Hunter leans forward to grab the counter, hanging his head, and I know there’s nothing I can do to change the choices we’ve all made. Bailey made choices, as did Hunter, and so did I.

This explains the complete one-eighty Bailey did back then, going from telling me I’m his favorite person to pushing me as far away as possible.

His broad shoulders start to shake, and I move forward to close the distance between us, hugging him from behind and feeling every shudder wracking his body. I’m mad, but more than anything, I’m incredibly sad for Hunter. He’s carried the weight of this around with him for the last three years.

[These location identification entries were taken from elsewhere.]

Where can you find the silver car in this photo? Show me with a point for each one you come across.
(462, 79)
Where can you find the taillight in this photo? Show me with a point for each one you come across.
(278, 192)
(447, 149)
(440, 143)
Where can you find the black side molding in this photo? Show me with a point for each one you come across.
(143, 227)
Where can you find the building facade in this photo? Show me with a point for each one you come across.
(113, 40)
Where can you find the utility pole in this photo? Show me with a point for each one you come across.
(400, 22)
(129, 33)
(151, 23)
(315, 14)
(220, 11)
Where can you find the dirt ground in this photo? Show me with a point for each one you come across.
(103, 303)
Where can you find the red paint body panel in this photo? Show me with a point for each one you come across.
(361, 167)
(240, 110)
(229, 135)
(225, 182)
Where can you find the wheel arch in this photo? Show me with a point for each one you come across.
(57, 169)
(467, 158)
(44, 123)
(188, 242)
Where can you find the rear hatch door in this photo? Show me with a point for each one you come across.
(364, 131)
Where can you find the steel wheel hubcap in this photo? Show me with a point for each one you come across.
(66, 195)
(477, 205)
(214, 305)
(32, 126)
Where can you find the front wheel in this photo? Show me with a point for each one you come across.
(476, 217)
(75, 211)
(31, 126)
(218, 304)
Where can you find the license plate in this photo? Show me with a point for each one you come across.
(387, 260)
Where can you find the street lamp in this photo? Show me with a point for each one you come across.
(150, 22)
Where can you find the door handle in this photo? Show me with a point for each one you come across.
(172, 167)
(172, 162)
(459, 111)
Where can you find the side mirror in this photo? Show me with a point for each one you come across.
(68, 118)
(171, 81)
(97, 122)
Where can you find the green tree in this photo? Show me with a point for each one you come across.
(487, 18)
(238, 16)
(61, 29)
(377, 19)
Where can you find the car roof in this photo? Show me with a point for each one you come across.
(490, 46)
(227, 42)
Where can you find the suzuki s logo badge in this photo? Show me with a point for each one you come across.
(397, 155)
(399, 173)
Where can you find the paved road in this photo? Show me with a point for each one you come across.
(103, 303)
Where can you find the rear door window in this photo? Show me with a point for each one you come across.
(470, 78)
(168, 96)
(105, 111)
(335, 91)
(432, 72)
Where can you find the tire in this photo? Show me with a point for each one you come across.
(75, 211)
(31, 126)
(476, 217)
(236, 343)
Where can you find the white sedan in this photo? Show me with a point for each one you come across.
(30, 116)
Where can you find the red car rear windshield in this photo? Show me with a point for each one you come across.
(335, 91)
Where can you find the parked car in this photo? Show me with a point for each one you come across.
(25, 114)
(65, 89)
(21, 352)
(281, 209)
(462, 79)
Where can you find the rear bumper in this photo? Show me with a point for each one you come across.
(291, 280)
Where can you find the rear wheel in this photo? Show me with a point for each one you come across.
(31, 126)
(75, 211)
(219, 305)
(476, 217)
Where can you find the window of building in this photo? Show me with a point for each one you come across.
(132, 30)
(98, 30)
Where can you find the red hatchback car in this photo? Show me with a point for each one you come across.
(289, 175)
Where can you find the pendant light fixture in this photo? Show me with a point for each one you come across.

It doesn’t matter how we got here. Neither of us is innocent, but I don’t know how we can move forward.

Is it even possible for us to come back from the secrets we’ve kept?

Hunter twists to wrap his arms around me, tucking his head into the crook of my neck. I know I’ll never be able to forget the feeling of his hot tears landing on my skin as he cries. “I’m so sorry, Kaitlyn. I hate myself for what I did, but I couldn’t take it back. It was the reason I had you.”

I don’t know if there’s anything I can say to make this better.

“I don’t want to wreck us, but I have to be there for JJ. I swear, I didn’t do this for revenge. I’m just trying to do right by my brother. He’d do the same for me.”

“I know. I love you,” I whisper, the tears falling from my eyes echoing the bleeding of my heart from the gaping wound in my chest.

Hunter doesn’t say another word, only holding on tighter to me .

I’m not sure if it changes anything, though.

I don’t know if there’s anything left to hold onto.